Delilah jeta un énième coup d'œil à son petit frère, affalé sur le sofa, face à elle. Il avait le visage fermé. Quel imbécile borné et égoïste, vraiment. La jeune femme, aussi brune que Gauthier, ouvrit la bouche, pour lui rappeler une fois encore à quel point son attitude était stupide.
“pas un mot, lil.” Elle faillit éclater de rire, se retint. Elle ne parvint cependant pas à masquer totalement le sourire qui naissait au coin de ses lèvres, car il lui jeta un regard noir. Scandalisée, elle saisit brusquement un coussin qu'on avait balancé contre l'accoudoir du fauteuil et le catapulta dans la figure de Gauthier qui sursauta en hurlant. D'une rapidité pareille à celle de Delilah, il le lui renvoya avec colère.
“arrête de faire la gueule, t'es chiant.” Il ne répondit pas, et retourna s'enfoncer dans son canapé, bras croisés, lèvres pincées, sourcils froncés. Il ronchonnait, et marmonnait des choses incompréhensibles, mais qui ressemblait à des jurons, tandis qu'elle soupirait, l'air faussement désespérée.
“tu pourrais pas être heureux pour quelqu'un d'autre que toi, pour une fois ?” ironisa Delilah, avec un fond de reproche tout de même. C'est vrai quoi. Leur frangine leur annonce qu'elle va se marier, et lui tout ce qu'il trouve à faire, c'est hausser les épaules et aller tirer la tronche dans son coin comme un gamin. Gwenaëlle avait certainement été blessée. Non, pas certainement – elle avait été blessée. Les deux sœurs étaient très proches l'une de l'autre, et elle devinait sans peine que la réaction de Gauthier l'avait profondément peinée. Sans doute pensait-elle que, malgré l'absence totale de geste d'affection, il la féliciterait au moins, un sourire chaleureux aux lèvres.
“je serai content pour elle lorsqu'elle s'entichera de quelqu'un d'autre que le mec les plus con de tout phoenix.” Les sourcils épilés de Delilah se soulevèrent de surprise. Elle s'attendait à ce qu'il avoue, à ce qu'il lui jure, à ce qu'il lui ordonne de la fermer une bonne fois pour toute, mais pas à ce qu'il mente comme un arracheur de dent. Pourquoi ne reconnaissait-il pas tout simplement qu'il était effrayé ?
“ah, parce que tu le connais, maintenant ? c'est nouveau ça.” Tiens, tiens, il avait oublié de préciser ce petit détail, lorsque Mister Gwenaëlle Cannan était venu annoncer à l'ancêtre qu'il allait lui voler sa progéniture.
“on était dans la même classe en première” répondit-il, la mine sombre.
“c'est la pire balance que tu puisses imaginer. un vrai petit lèche-cul.” Il ricana sans prêter attention à la mine dubitative qu'affichait sa sœur. Elle ne pouvait nier qu'il avait une tête d'intello snobinard. Le visage lisse et les cheveux coiffés à la perfection. Mignon dans son genre, mais avec une sale face de bourgeois. Elle ne s'était jamais attendue à ce que Gwenaëlle en pince pour un mec pareil. Comme quoi, on ne peut jamais s'attendre à tout. Delilah ne se souciait presque plus de Gauthier.

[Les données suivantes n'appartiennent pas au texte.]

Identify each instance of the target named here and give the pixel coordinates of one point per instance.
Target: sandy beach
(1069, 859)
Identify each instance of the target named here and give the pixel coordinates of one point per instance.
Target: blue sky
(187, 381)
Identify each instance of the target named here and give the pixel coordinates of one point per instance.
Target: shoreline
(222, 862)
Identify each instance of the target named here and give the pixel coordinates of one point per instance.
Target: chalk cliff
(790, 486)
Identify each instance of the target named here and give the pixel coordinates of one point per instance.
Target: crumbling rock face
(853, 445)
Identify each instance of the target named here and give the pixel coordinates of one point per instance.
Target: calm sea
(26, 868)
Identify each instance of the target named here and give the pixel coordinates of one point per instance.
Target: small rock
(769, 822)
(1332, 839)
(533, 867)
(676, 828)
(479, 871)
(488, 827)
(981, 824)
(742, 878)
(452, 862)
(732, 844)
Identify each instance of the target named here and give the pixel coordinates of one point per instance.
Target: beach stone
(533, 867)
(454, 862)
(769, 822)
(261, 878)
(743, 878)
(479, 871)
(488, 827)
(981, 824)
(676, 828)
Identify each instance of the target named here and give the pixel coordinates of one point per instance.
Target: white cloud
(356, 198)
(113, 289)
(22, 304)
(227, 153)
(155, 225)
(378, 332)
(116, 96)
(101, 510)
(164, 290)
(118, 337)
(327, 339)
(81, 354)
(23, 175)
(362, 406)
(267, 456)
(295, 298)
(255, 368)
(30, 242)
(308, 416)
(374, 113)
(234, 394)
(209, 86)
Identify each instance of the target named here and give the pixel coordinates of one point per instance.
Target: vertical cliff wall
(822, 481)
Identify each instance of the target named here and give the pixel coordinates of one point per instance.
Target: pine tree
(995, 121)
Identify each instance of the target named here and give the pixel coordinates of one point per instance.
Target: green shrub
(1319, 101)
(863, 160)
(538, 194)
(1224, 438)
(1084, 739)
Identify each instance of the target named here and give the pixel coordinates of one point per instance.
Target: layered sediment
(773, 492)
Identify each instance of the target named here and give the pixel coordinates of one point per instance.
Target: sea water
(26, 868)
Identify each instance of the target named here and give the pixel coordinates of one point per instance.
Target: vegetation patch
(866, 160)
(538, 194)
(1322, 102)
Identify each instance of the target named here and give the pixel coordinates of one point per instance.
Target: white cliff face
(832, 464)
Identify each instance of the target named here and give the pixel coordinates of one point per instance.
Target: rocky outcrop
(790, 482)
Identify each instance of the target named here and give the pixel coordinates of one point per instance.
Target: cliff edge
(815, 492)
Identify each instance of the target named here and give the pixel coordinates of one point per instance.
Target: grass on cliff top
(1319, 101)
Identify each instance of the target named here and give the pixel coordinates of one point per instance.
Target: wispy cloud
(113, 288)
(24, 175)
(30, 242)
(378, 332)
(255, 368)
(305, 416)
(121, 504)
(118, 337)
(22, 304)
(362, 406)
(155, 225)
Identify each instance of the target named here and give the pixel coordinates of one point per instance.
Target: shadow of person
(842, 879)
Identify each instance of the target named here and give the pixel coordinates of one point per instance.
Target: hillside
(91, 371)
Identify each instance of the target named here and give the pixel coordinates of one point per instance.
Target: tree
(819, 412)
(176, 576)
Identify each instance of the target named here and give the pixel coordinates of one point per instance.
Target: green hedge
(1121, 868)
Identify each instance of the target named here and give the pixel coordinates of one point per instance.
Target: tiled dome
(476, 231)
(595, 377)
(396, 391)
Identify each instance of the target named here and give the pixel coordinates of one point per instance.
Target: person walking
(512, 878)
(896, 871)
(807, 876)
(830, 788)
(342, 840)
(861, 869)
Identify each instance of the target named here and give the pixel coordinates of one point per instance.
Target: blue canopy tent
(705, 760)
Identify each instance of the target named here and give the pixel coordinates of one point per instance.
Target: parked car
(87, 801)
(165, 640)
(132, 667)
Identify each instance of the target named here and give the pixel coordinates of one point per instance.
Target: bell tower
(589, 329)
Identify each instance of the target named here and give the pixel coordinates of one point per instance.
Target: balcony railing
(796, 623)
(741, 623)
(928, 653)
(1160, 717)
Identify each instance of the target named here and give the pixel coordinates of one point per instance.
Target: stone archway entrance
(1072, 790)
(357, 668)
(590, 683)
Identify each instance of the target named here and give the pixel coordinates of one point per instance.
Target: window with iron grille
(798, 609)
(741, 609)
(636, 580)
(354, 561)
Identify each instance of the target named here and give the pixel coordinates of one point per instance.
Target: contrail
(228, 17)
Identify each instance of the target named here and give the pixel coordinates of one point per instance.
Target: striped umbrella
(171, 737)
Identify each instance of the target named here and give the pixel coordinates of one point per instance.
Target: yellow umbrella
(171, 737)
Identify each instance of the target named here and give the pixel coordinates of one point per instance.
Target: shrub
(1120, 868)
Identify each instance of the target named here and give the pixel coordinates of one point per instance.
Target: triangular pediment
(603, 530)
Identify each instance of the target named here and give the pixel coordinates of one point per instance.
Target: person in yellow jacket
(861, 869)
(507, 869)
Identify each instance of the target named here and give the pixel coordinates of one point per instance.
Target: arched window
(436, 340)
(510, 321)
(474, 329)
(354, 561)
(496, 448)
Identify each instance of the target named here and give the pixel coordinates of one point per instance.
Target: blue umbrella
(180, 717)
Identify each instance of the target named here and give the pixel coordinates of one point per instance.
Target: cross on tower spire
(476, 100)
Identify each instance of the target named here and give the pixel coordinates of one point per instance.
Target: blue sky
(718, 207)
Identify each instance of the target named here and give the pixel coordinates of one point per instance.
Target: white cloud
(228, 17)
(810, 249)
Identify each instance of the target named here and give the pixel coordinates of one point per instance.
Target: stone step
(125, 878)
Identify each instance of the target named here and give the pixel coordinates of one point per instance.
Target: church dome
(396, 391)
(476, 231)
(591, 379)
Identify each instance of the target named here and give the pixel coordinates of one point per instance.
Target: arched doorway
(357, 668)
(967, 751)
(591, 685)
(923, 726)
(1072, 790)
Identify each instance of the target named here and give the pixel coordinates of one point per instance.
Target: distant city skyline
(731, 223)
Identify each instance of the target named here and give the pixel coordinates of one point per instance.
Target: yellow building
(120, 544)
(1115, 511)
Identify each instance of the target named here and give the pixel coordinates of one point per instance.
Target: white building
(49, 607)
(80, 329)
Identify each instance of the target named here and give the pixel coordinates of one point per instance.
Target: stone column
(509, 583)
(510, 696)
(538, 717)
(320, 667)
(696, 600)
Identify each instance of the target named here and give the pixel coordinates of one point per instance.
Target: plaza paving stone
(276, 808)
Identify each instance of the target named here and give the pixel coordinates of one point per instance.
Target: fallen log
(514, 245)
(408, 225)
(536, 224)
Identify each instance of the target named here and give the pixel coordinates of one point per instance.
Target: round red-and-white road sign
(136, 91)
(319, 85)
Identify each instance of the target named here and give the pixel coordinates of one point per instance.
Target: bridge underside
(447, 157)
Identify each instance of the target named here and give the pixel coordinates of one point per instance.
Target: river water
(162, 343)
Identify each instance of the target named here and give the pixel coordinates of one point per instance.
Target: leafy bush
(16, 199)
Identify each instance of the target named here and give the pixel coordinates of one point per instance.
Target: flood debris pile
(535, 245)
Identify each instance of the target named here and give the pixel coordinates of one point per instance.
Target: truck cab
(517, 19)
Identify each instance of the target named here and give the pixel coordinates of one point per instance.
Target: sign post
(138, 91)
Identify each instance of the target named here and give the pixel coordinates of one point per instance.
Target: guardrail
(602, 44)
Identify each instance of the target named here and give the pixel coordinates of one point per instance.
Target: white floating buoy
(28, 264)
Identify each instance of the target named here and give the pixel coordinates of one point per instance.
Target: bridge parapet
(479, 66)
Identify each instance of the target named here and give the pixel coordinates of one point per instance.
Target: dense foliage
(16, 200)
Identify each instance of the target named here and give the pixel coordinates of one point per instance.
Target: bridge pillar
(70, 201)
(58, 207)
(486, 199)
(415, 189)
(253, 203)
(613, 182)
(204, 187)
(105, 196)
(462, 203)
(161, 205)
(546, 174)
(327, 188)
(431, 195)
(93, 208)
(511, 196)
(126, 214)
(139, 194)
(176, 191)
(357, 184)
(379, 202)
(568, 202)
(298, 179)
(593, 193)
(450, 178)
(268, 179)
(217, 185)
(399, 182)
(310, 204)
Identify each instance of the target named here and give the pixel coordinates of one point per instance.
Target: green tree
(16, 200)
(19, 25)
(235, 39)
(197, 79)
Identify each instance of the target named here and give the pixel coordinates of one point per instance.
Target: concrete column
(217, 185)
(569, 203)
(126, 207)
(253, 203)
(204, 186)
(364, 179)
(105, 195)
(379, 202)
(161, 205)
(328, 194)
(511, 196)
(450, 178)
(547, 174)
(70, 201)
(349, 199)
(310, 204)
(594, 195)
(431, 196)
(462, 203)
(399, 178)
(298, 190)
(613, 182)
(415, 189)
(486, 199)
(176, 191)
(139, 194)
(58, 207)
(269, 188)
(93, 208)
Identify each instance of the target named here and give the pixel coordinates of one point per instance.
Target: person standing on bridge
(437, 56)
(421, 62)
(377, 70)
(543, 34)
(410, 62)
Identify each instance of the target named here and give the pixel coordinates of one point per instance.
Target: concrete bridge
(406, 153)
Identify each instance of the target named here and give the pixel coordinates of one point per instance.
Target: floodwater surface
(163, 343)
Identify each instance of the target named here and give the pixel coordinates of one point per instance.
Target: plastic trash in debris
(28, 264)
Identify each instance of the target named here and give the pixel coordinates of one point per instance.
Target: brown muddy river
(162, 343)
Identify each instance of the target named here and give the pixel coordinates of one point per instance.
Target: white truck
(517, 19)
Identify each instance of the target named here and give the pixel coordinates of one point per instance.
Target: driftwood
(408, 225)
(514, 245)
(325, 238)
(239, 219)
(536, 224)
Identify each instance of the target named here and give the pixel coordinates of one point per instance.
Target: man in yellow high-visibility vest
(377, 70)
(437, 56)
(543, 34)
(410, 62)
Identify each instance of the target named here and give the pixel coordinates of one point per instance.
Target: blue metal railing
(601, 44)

De fait, elle remarqua à peine le regard insistant dont il gratifiait la porte. Suspect. En revanche, elle sursauta lorsqu'il se leva d'un bond. D'un pas rapide, il s'approcha de la cheminée, sur l'âtre de laquelle reposait toute une série de photos. Il saisit un des plus petits cadres, le retourna et détacha le morceau de carton qui retenait la photo à l'intérieur. Cette fois-ci, la jeune brune le regarda sans rien dire. Il fourra sa main dans la poche arrière de son jean, en sortit son portefeuille, plia la photo, et la coinça entre son permis de conduire et sa carte d'identité.
“gauthier... gauthier, où est-ce que tu vas ?” murmura Delilah, qui savait pertinemment qu'il ne répondrait pas. Il tourna la tête vers elle, lui sourit d'un air arrogant. Mais l'expression résolue, chagrinée, inquiète de la jeune femme ne s'essouffla pas pour autant. Marchant vers le couloir, il attrapa son blouson au passage et, arrivé à la porte d'entrée, il tourna les talons et fit face à sa sœur, qui le suivait à la trace.
“où est-ce que tu vas ?” répéta-t-elle. Il ne répondit pas davantage à la question, mais fit un pas prudent vers elle, la prit par les épaules et lui embrassa le front.
“je serai là au mariage, d'accord ? je t'aime, lil.” Il lui sourit derechef et ferma la porte derrière lui, laissant Delilah seule avec son désarroi.